“I can not.” The woman declared, shaking her head, slick red locks swirling like ethereal worms.
“Can not… or will not?” The shaman pressed, narrowing his dark, grey eyes, which shimmered like boiling water, full up with the light of the midday sun.
“I will not.”
“It is my right, as it is thy duty, Sephia.”
“Thou art decided?”
“If thou wilt bare no child of mine, thy own shall the human form eschew.”
“Thou shalt beget only seals.”
She shrunk away from the shaman, though she knew he needed no proximity to weave a death-gealdor. She had seen it. The shaman had demanded the hand of the daughter of Low-Frost, the latter refusing, whereupon the shaman had informed him that the spirits would be most displeased and would surely punish him for his insolent selfishness. Low-Frost had collapsed three days later, directly following his third meal of the day. Foam about his mouth. Eyes bulged in terror. His daughter, Dancing Willow, was convinced it was the work of angry spirits and consequently pledged herself to the shaman the following day.

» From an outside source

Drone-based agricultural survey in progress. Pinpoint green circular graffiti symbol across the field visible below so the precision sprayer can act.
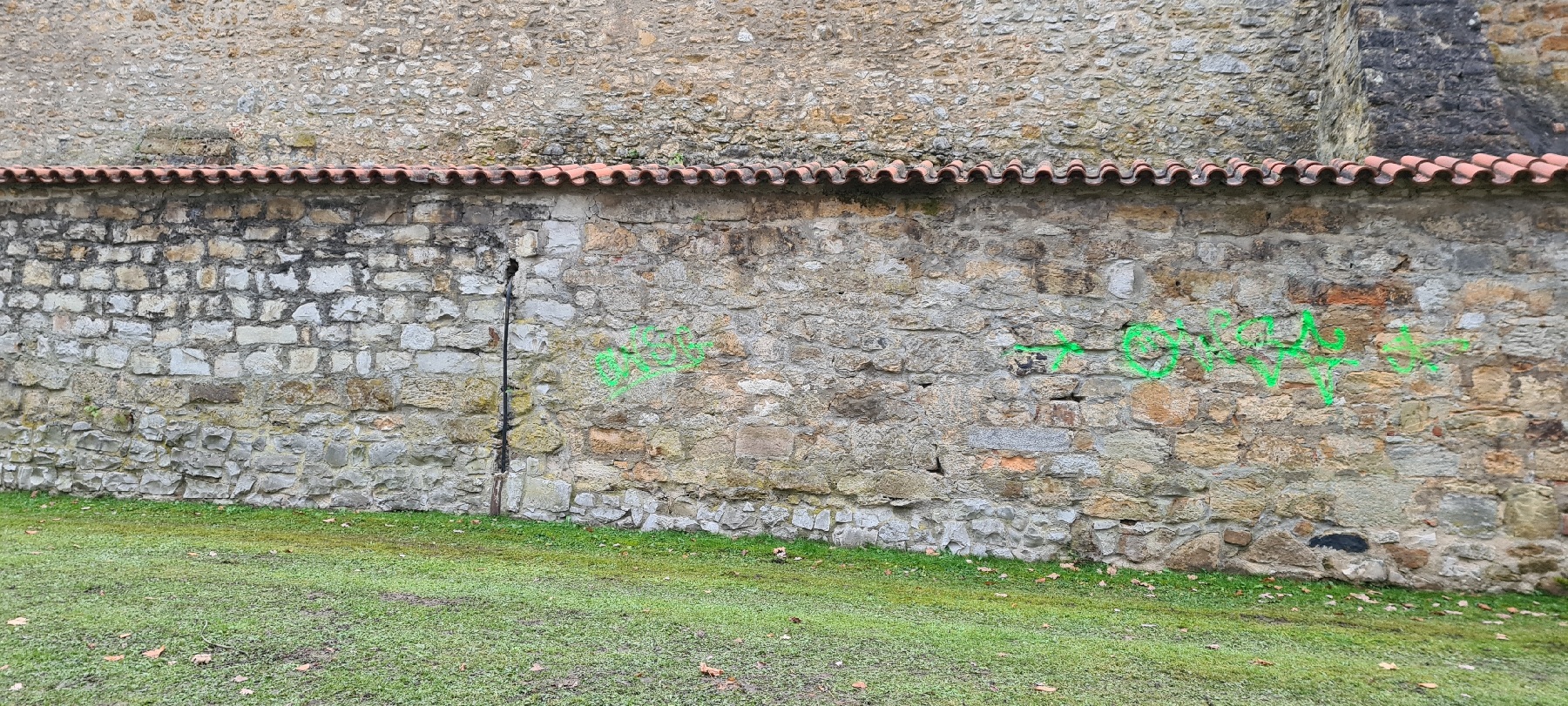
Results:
[1121,324,1180,377]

Sephia braced herself against the wall as the mystic took a step forward, his attendants and Dancing Willow watching with nervous anticipation from the middle of the room.
“All thy line shall be contorted by the high-hain. All thy line shall be seals.”
With that, he brushed passed Sephia and passed into the outer bright, his entourage swiftly following.
The pale man appeared at the village without explanation; his manifestation so foreign and his appearance so sudden that many of the villagers believed he was not of the world, but of the spirit plane that lay beyond the veil of the High Mist and the edge of the Great Waters. Despite his peculiarity, the outlander was so courteous and fluent in the native tongue that the villagers could not but welcome him.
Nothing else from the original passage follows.